Published online by Cambridge University Press: 22 September 2009
The General Agreement on Trade in Services (GATS) was a bold and long-overdue innovation that provides a framework for continuing reform. However, there is widespread agreement that the current GATS is in need of improvement in several important areas. These include both the rules and the modest degree of liberalization achieved or committed to so far under the agreement (see, for example, Hoekman 1996; Snape and Bosworth 1996; Feketekuty 1998; Snape 1998; Sauvé and Stern 2000). With the agreement to broader negotiations reached in November 2001 at Doha, the prospects of a successful conclusion to the negotiations on services have substantially increased. The purpose of this chapter is to help identify better approaches to achieving this objective.
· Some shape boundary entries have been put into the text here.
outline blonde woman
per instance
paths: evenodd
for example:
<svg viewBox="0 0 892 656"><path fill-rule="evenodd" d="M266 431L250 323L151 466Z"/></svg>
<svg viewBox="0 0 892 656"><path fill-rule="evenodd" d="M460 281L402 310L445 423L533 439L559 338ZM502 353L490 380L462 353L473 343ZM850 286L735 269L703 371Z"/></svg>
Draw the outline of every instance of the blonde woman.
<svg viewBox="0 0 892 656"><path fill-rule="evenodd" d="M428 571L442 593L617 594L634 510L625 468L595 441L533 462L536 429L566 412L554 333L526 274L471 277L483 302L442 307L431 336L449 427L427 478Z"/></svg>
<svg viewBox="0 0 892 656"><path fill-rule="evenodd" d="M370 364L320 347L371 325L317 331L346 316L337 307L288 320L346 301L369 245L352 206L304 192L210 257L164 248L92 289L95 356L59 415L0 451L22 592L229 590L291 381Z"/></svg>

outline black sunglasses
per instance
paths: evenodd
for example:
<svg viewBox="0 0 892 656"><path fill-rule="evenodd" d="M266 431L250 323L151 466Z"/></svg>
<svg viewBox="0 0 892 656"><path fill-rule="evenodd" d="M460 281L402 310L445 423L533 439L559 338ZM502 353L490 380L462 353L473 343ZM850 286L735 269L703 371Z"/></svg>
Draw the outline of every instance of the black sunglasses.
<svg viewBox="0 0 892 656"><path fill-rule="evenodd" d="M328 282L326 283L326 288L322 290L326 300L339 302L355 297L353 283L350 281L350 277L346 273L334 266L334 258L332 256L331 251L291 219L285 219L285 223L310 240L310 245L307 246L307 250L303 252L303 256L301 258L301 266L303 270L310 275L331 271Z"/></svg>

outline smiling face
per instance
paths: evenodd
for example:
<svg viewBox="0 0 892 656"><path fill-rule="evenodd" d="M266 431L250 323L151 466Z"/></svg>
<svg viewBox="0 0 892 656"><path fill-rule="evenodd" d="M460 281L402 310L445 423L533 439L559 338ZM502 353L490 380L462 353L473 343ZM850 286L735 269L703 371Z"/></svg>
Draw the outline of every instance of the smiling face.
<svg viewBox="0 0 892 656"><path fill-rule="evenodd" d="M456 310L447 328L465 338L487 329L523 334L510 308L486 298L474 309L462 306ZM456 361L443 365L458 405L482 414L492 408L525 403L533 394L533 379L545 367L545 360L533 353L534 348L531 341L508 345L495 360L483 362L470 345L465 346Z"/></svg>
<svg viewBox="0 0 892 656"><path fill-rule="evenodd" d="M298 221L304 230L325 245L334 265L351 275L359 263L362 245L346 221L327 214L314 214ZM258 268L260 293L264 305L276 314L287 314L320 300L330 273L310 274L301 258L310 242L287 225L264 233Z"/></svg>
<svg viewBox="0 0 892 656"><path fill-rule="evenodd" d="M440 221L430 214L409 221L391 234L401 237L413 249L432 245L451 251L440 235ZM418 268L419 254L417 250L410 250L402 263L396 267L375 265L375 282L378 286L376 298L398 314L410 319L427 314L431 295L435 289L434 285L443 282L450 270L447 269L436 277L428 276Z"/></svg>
Substantial progress has now been made in the current round of negotiations on trade in services to identify approaches that might be used for further reform. Since the meetings of the WTO Council on Trade in Services in December 2000, there has been broad agreement that the negotiations should be based on the broad “architecture” of the GATS, and should aim to include all service sectors. It is also clear that there is a great deal of support for reciprocal, “request and offer” approaches to the negotiations and that there may be “credit” for autonomous liberalization. Requests for market access were to be submitted by June 30, 2002 and initial offers of market access by March 31, 2003, with a stocktaking at the Mexico Ministerial in mid-2003 and a target date for completion of January 2005.